The mom-and-pop Colorado Springs retailer, which started selling cloth diapers 15 years ago from its owner’s garage and grew into a brick-and-mortar storefront with an expansive offering of baby and parental items, is closing its doors and discontinuing its online business because it can no longer compete with online rivals.
The business will remain open through July 31 but might close sooner depending on how long its inventory lasts, said owner Dani Tobey.
She started Baby Cotton Bottoms out of her family’s Old Colorado City garage in July 2004. Seven years later, the business moved to a location on West Colorado Avenue. In 2015, Baby Cotton Bottoms relocated to 330 S. Nevada Ave. in downtown.
Along the way, cloth diapers became a smaller part of Baby Cotton Bottoms. It now sells high-end car seats, baby carriers, toys, books, clothing and maternity and breastfeeding supplies, among other products.
“Everything you need for kids,” Tobey said. “And motherhood.”
Although it developed a following and loyal customer base, Baby Cotton Bottoms — like many retailers — has fallen victim to online competition, Tobey said.
“We just can’t compete in the current environment with online shopping,” she said. “It’s been really hard that people want us to discount our merchandise when we already have everything kind of just barely marked up, as low as it can go. We’ve never had a lot of room to make discounts.
“We’re getting outshopped on Amazon,” Tobey added.
Customers also like the convenience of online shopping, she said.
“It’s really hard nowadays to get people to leave their homes and shop brick-and-mortar, when it’s really easy to just hit buttons on your phone and things arrive at your house,” Tobey said. “That’s been a lot of it.”

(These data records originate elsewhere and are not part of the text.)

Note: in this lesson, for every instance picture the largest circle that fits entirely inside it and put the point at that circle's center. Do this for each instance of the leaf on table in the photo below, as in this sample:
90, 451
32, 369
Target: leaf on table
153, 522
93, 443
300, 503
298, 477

Baby Cotton Bottoms has alerted many customers of its closing. Store employees who numbered as many as a dozen at one time are down to five, Tobey said. She remains the primary owner; store manager Shanda Lloyd also is a partner in the business.

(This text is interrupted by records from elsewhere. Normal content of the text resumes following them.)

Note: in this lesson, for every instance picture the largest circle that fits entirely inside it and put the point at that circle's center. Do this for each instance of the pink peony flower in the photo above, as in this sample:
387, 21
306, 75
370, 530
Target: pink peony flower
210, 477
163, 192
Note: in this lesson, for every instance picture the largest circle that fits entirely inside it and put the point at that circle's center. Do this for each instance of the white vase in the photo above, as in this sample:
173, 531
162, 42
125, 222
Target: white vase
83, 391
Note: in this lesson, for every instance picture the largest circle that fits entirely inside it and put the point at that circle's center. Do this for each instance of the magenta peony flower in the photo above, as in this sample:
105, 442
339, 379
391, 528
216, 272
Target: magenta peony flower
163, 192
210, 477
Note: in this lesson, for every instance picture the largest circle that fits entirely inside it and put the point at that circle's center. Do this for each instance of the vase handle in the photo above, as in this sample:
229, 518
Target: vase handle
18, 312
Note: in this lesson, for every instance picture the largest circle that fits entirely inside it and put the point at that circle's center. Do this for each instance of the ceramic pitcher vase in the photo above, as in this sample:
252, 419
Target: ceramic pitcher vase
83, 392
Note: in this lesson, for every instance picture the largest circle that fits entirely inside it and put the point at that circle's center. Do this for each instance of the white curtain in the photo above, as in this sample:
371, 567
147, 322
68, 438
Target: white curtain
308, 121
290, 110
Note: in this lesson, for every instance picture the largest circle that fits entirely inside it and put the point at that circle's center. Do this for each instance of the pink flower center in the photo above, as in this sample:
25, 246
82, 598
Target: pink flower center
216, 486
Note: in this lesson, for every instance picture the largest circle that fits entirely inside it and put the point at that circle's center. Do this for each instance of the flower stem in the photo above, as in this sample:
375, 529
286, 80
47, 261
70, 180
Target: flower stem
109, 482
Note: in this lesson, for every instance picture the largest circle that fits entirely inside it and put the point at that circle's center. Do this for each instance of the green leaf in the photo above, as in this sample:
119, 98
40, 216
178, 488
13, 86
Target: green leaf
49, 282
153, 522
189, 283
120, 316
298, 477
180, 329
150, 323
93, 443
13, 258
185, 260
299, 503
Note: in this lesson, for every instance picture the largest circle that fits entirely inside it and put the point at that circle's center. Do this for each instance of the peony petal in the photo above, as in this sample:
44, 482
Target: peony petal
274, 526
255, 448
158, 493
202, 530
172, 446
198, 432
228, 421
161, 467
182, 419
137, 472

“It was a niche business, it absolutely was,” Tobey said. “There is nothing like us anywhere, certainly in the state and actually in a multistate region. You can’t buy the sorts of things that we sell in Colorado at all. I had people coming in from two states away, sometimes, to buy the right car seat from us.
“It’s going to be rough,” she added of the closing. “I’ve kind of seen it coming for a long time and I keep just stretching and stretching to keep us open this long because I am honestly terrified of what this will mean for us and how hard that’s going to be.
“Our customers, we’ve got people coming in here crying every day since I’ve announced. There’s been a lot of tears already, and we still have two months of tears left.”